1. A heat exchanger having a core comprising a plurality of heat conducting elements extending transversely through a conduit and having portions projecting outwardly on each side of the conduit, a plurality of fins spaced along said portions and a housing enclosing said conduit and heat conducting elements, means for directing a flow of a medium to be heated or cooled through said conduit and means for inducing a flow of a heat exchanging medium through said housing and across said fins.

2. A heat exchanger as claimed in Claim 1 wherein heat conducting elements blind-ended tubes.

3. A heat exchanger as claimed in Claim 2 wherein said tubes have an opening within said conduit.

4. A heat exchanger as claimed in Claim 1 wherein said means for inducing a flow through the housing and said means for directing a flow through said conduit are arranged to produce counterflows.

5. A heat exchanger as claimed in Claim 1 wherein said fins are discontinuous.

6. A heat exchanger as claimed in Claim 5 wherein said fins have louver-like openings.

7. A heat exchanger as claimed in Claim 1 wherein said housing has nozzle means intermediate its ends through which the flow of heat exchanging medium induces a secondary flow of heat exchanging medium from the exterior of the housing to its interior.

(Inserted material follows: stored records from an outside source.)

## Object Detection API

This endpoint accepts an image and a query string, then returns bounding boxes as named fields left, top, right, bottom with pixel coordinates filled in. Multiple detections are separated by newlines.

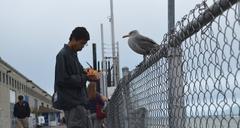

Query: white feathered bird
left=123, top=30, right=160, bottom=60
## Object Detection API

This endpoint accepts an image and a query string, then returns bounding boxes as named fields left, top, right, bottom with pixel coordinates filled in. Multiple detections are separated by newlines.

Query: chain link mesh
left=108, top=0, right=240, bottom=128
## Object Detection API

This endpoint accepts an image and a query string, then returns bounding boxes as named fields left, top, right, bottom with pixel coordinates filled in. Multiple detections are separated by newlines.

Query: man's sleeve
left=55, top=54, right=87, bottom=88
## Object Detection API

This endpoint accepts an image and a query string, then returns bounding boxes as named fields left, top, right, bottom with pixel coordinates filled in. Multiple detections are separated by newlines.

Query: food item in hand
left=87, top=68, right=98, bottom=76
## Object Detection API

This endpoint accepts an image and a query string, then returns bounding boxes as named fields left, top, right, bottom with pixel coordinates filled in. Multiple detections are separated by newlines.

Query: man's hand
left=86, top=68, right=101, bottom=80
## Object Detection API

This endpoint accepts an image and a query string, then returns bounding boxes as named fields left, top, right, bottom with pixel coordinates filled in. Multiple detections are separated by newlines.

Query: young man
left=13, top=95, right=30, bottom=128
left=53, top=27, right=97, bottom=128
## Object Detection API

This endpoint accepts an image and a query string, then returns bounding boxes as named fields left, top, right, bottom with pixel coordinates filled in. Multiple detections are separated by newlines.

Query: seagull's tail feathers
left=150, top=44, right=168, bottom=57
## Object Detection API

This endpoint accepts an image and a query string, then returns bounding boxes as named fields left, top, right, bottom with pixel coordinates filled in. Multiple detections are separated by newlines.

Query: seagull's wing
left=135, top=34, right=157, bottom=45
left=135, top=35, right=159, bottom=52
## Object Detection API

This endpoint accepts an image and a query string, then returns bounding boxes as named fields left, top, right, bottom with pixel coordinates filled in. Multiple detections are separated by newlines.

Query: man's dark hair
left=18, top=95, right=23, bottom=100
left=69, top=27, right=90, bottom=41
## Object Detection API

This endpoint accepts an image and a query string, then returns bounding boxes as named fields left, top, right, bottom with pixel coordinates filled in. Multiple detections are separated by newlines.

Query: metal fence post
left=168, top=47, right=185, bottom=128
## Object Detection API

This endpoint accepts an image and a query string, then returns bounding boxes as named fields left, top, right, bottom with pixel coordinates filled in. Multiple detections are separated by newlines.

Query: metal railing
left=107, top=0, right=240, bottom=128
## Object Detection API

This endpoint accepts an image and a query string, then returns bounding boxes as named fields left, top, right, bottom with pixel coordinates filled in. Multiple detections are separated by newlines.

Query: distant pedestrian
left=13, top=95, right=30, bottom=128
left=52, top=27, right=99, bottom=128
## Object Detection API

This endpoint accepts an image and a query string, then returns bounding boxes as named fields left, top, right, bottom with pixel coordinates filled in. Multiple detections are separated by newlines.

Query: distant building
left=0, top=58, right=62, bottom=128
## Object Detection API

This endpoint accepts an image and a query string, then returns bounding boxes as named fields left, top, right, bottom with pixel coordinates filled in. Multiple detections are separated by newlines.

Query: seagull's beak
left=123, top=35, right=129, bottom=38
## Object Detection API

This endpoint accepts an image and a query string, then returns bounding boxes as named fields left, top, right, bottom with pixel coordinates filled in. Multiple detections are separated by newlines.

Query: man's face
left=75, top=39, right=87, bottom=51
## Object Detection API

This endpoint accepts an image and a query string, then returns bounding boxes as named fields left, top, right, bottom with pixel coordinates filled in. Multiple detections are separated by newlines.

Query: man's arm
left=55, top=54, right=87, bottom=88
left=13, top=104, right=17, bottom=117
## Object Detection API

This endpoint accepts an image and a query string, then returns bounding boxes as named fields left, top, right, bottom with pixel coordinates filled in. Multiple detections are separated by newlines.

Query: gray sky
left=0, top=0, right=202, bottom=94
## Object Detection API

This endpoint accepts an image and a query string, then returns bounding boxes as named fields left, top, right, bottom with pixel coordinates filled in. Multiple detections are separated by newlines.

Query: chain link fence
left=107, top=0, right=240, bottom=128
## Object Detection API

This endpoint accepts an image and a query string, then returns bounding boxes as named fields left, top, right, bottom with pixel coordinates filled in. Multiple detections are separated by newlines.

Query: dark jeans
left=64, top=105, right=92, bottom=128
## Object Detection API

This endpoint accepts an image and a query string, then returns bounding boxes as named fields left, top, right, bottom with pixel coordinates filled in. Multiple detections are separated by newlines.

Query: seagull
left=122, top=30, right=160, bottom=60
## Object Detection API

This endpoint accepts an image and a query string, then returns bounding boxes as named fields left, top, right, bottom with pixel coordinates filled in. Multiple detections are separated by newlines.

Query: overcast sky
left=0, top=0, right=202, bottom=94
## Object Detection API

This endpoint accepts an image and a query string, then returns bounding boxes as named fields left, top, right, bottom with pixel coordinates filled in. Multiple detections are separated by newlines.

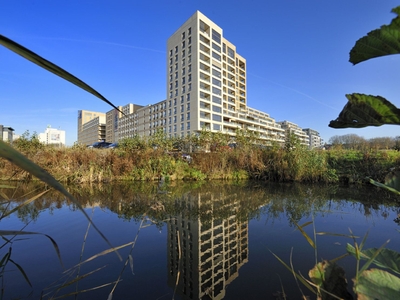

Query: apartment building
left=303, top=128, right=324, bottom=149
left=78, top=110, right=106, bottom=145
left=38, top=126, right=65, bottom=147
left=114, top=11, right=285, bottom=142
left=78, top=11, right=318, bottom=145
left=0, top=125, right=14, bottom=143
left=278, top=121, right=310, bottom=146
left=106, top=106, right=122, bottom=143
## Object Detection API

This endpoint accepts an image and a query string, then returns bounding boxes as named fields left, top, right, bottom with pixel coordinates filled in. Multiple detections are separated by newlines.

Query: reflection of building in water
left=168, top=194, right=248, bottom=299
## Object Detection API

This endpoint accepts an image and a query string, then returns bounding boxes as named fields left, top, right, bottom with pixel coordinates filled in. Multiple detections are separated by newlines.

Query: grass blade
left=293, top=220, right=315, bottom=249
left=8, top=258, right=32, bottom=287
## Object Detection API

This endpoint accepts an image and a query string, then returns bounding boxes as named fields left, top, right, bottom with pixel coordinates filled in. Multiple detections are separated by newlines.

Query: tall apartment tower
left=78, top=110, right=106, bottom=145
left=166, top=11, right=247, bottom=135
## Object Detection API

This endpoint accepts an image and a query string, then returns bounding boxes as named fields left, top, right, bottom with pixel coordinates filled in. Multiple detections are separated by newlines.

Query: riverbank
left=0, top=141, right=400, bottom=183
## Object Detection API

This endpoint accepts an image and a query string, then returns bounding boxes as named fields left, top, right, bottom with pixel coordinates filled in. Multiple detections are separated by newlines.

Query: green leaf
left=385, top=170, right=400, bottom=191
left=329, top=93, right=400, bottom=128
left=346, top=244, right=400, bottom=274
left=354, top=269, right=400, bottom=300
left=308, top=260, right=352, bottom=299
left=0, top=34, right=122, bottom=113
left=350, top=6, right=400, bottom=65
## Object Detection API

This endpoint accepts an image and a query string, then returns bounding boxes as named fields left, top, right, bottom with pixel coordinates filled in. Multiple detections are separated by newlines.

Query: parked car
left=88, top=142, right=111, bottom=148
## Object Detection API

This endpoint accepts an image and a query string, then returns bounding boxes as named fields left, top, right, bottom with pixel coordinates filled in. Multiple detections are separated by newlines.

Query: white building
left=118, top=11, right=285, bottom=143
left=38, top=126, right=65, bottom=146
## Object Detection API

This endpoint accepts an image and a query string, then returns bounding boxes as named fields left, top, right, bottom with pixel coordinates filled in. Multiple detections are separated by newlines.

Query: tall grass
left=0, top=133, right=400, bottom=183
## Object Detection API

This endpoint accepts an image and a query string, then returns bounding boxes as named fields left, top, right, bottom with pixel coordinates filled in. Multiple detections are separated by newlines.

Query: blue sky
left=0, top=0, right=400, bottom=145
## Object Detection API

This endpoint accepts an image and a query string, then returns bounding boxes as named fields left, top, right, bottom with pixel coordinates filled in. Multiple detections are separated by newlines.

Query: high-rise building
left=278, top=121, right=310, bottom=146
left=0, top=125, right=14, bottom=143
left=303, top=128, right=324, bottom=149
left=115, top=11, right=285, bottom=142
left=38, top=125, right=65, bottom=147
left=78, top=110, right=106, bottom=145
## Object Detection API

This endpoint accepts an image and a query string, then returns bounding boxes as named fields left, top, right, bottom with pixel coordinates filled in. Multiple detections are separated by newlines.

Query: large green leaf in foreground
left=329, top=93, right=400, bottom=128
left=354, top=269, right=400, bottom=300
left=0, top=34, right=119, bottom=111
left=350, top=6, right=400, bottom=65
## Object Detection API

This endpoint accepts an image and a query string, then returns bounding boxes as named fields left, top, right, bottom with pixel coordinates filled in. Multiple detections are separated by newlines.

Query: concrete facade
left=78, top=110, right=106, bottom=145
left=38, top=127, right=65, bottom=146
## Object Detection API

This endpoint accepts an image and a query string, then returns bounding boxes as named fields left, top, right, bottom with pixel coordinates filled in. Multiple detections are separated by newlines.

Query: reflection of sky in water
left=1, top=184, right=400, bottom=299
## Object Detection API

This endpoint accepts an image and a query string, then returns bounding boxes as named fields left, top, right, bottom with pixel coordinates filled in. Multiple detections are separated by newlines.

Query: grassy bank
left=0, top=138, right=400, bottom=183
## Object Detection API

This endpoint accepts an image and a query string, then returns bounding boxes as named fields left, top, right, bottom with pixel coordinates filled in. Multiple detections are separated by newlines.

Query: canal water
left=0, top=181, right=400, bottom=299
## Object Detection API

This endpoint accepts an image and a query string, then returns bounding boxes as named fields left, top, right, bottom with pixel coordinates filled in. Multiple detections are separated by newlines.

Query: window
left=213, top=114, right=222, bottom=122
left=213, top=87, right=221, bottom=96
left=212, top=43, right=221, bottom=52
left=213, top=69, right=221, bottom=78
left=228, top=47, right=235, bottom=58
left=213, top=105, right=221, bottom=113
left=212, top=29, right=221, bottom=44
left=212, top=51, right=221, bottom=61
left=213, top=78, right=221, bottom=86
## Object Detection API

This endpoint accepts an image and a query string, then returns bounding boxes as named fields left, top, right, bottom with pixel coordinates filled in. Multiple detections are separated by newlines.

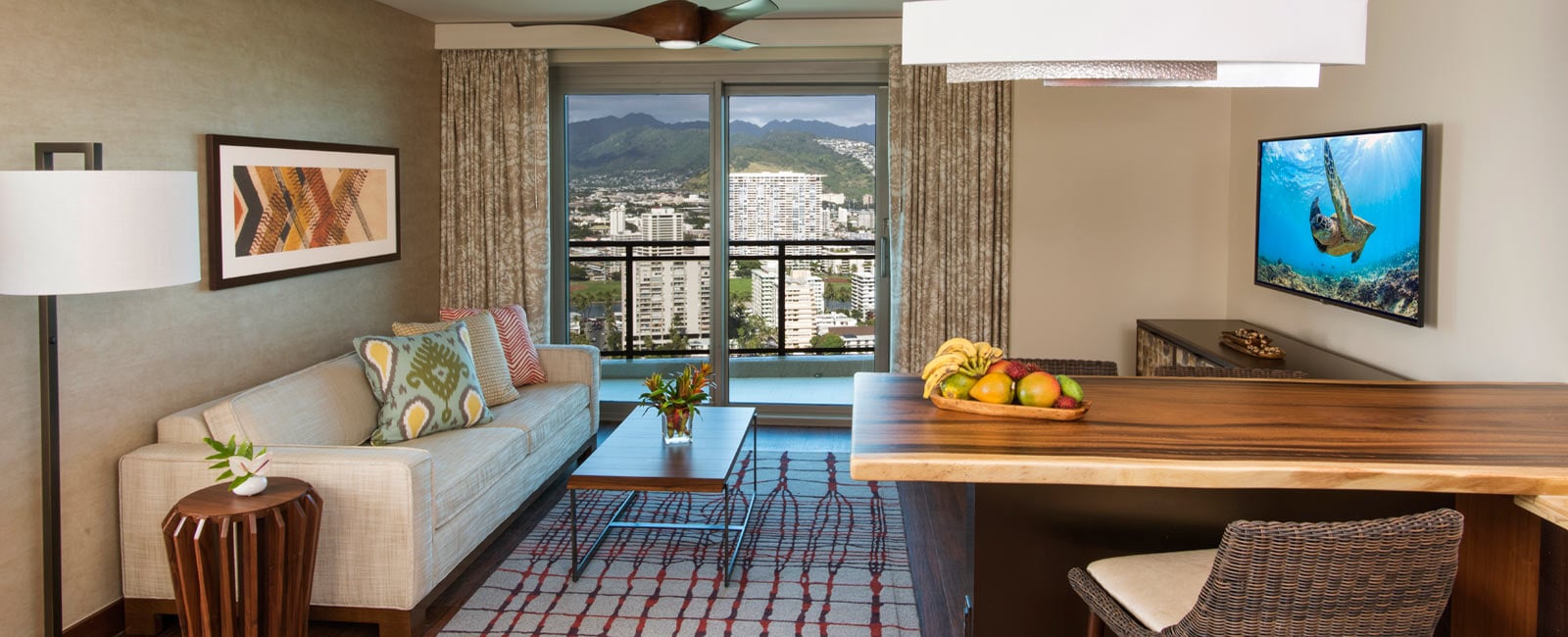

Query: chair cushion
left=1087, top=549, right=1218, bottom=631
left=441, top=303, right=546, bottom=387
left=202, top=353, right=376, bottom=447
left=483, top=383, right=588, bottom=454
left=355, top=323, right=491, bottom=446
left=392, top=314, right=517, bottom=407
left=389, top=426, right=528, bottom=529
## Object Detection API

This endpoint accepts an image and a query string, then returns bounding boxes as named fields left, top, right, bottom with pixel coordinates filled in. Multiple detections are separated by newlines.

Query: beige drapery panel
left=441, top=50, right=551, bottom=340
left=888, top=47, right=1013, bottom=371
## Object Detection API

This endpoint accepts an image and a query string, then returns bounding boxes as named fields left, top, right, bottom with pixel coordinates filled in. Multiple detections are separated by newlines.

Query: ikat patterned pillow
left=355, top=323, right=491, bottom=446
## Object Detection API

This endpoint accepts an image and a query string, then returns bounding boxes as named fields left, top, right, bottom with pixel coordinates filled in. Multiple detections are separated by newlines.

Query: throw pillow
left=355, top=323, right=491, bottom=446
left=441, top=305, right=544, bottom=387
left=392, top=314, right=519, bottom=407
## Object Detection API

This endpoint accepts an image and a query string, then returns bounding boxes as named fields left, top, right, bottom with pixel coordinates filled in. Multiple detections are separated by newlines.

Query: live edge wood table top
left=850, top=373, right=1568, bottom=507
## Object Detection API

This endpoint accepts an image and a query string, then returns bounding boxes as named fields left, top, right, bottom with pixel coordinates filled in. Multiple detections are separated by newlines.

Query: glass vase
left=663, top=410, right=692, bottom=444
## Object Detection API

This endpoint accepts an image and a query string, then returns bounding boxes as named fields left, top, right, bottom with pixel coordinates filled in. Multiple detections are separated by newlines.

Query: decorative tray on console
left=931, top=394, right=1093, bottom=420
left=1220, top=328, right=1284, bottom=360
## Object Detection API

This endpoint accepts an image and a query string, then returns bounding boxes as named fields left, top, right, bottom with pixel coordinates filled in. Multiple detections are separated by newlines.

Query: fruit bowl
left=931, top=394, right=1093, bottom=420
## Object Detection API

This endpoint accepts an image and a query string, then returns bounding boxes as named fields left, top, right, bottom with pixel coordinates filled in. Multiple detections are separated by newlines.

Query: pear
left=1056, top=373, right=1084, bottom=403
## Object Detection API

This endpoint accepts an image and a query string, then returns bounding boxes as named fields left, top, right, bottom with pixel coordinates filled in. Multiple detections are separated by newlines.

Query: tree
left=810, top=334, right=844, bottom=350
left=734, top=259, right=762, bottom=279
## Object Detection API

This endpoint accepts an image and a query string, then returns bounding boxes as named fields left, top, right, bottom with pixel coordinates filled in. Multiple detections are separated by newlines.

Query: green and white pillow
left=355, top=323, right=491, bottom=446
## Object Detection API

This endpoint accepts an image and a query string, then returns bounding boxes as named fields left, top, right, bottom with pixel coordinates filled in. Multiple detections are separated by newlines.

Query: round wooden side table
left=163, top=477, right=321, bottom=637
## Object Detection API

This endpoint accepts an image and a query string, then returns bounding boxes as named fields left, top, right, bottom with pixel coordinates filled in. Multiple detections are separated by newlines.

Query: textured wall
left=1009, top=81, right=1231, bottom=369
left=0, top=0, right=441, bottom=634
left=1228, top=0, right=1568, bottom=381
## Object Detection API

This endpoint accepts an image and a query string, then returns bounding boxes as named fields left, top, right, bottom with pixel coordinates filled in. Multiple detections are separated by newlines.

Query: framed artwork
left=207, top=135, right=402, bottom=290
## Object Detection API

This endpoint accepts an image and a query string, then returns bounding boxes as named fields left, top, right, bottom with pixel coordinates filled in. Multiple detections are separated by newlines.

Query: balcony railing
left=567, top=238, right=876, bottom=360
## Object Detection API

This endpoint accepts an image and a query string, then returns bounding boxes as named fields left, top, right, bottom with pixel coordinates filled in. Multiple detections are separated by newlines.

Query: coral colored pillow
left=392, top=314, right=517, bottom=407
left=441, top=305, right=546, bottom=387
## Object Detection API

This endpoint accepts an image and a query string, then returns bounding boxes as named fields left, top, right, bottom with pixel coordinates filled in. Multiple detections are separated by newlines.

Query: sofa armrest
left=535, top=345, right=599, bottom=433
left=120, top=442, right=436, bottom=609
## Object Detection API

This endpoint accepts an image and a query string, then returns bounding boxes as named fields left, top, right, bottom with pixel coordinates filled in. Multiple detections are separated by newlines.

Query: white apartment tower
left=610, top=204, right=625, bottom=237
left=729, top=172, right=823, bottom=242
left=751, top=262, right=826, bottom=348
left=850, top=270, right=876, bottom=316
left=632, top=209, right=711, bottom=345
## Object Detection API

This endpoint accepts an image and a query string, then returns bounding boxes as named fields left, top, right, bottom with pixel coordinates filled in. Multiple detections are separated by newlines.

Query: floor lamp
left=0, top=143, right=201, bottom=637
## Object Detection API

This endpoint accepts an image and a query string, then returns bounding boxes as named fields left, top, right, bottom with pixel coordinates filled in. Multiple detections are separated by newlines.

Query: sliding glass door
left=718, top=86, right=878, bottom=405
left=552, top=67, right=888, bottom=411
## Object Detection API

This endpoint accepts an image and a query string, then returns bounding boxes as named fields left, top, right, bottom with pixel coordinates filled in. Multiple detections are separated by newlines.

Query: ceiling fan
left=512, top=0, right=779, bottom=50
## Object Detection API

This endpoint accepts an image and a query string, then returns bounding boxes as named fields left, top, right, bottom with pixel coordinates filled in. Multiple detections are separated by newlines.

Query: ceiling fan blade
left=703, top=34, right=758, bottom=50
left=703, top=0, right=779, bottom=42
left=512, top=0, right=706, bottom=42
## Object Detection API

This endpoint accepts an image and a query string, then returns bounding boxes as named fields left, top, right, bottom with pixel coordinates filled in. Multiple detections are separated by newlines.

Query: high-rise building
left=632, top=207, right=711, bottom=345
left=632, top=261, right=711, bottom=345
left=751, top=262, right=826, bottom=348
left=850, top=270, right=876, bottom=316
left=610, top=204, right=625, bottom=237
left=729, top=172, right=823, bottom=242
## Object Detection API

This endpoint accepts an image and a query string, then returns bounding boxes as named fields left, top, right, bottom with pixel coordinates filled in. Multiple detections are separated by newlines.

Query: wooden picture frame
left=207, top=135, right=403, bottom=290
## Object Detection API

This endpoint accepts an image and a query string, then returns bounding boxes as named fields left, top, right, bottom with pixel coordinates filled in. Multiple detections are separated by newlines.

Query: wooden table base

8. A heat exchanger comprising an inlet header for receiving a medium to be heated or cooled, an outlet header for that medium and a plurality of conduits extending between said headers, a housing for each conduit co-axial with their respective conduits and defining spaces between the exterior surfaces of the conduits and the interior of the housings, a plurality of heat exchanging elements longitudinally spaced along the conduits and extending through the conduits and into said spaces, a plurality of fins on portions of said elements within the spaces and means for inducing a flow of heat exchanging medium through said spaces.

9. A heat exchanger as it is claimed in claim 8 comprising an inlet header for heat exchanging medium and an outlet header for that medium said housings communication with said headers and fan means for producing a flow between said headers.

10. A heat exchanger as described in claim 8 wherein said heat exchanging elements extend fully across said spaces and are secured to said housings.

11. A heat exchanger as described in claim 8 wherein said heat exchanging elements are blind-ended tubes.

12. A heat exchanger as described in claim 11 wherein said tubes have openings internally of said conduits.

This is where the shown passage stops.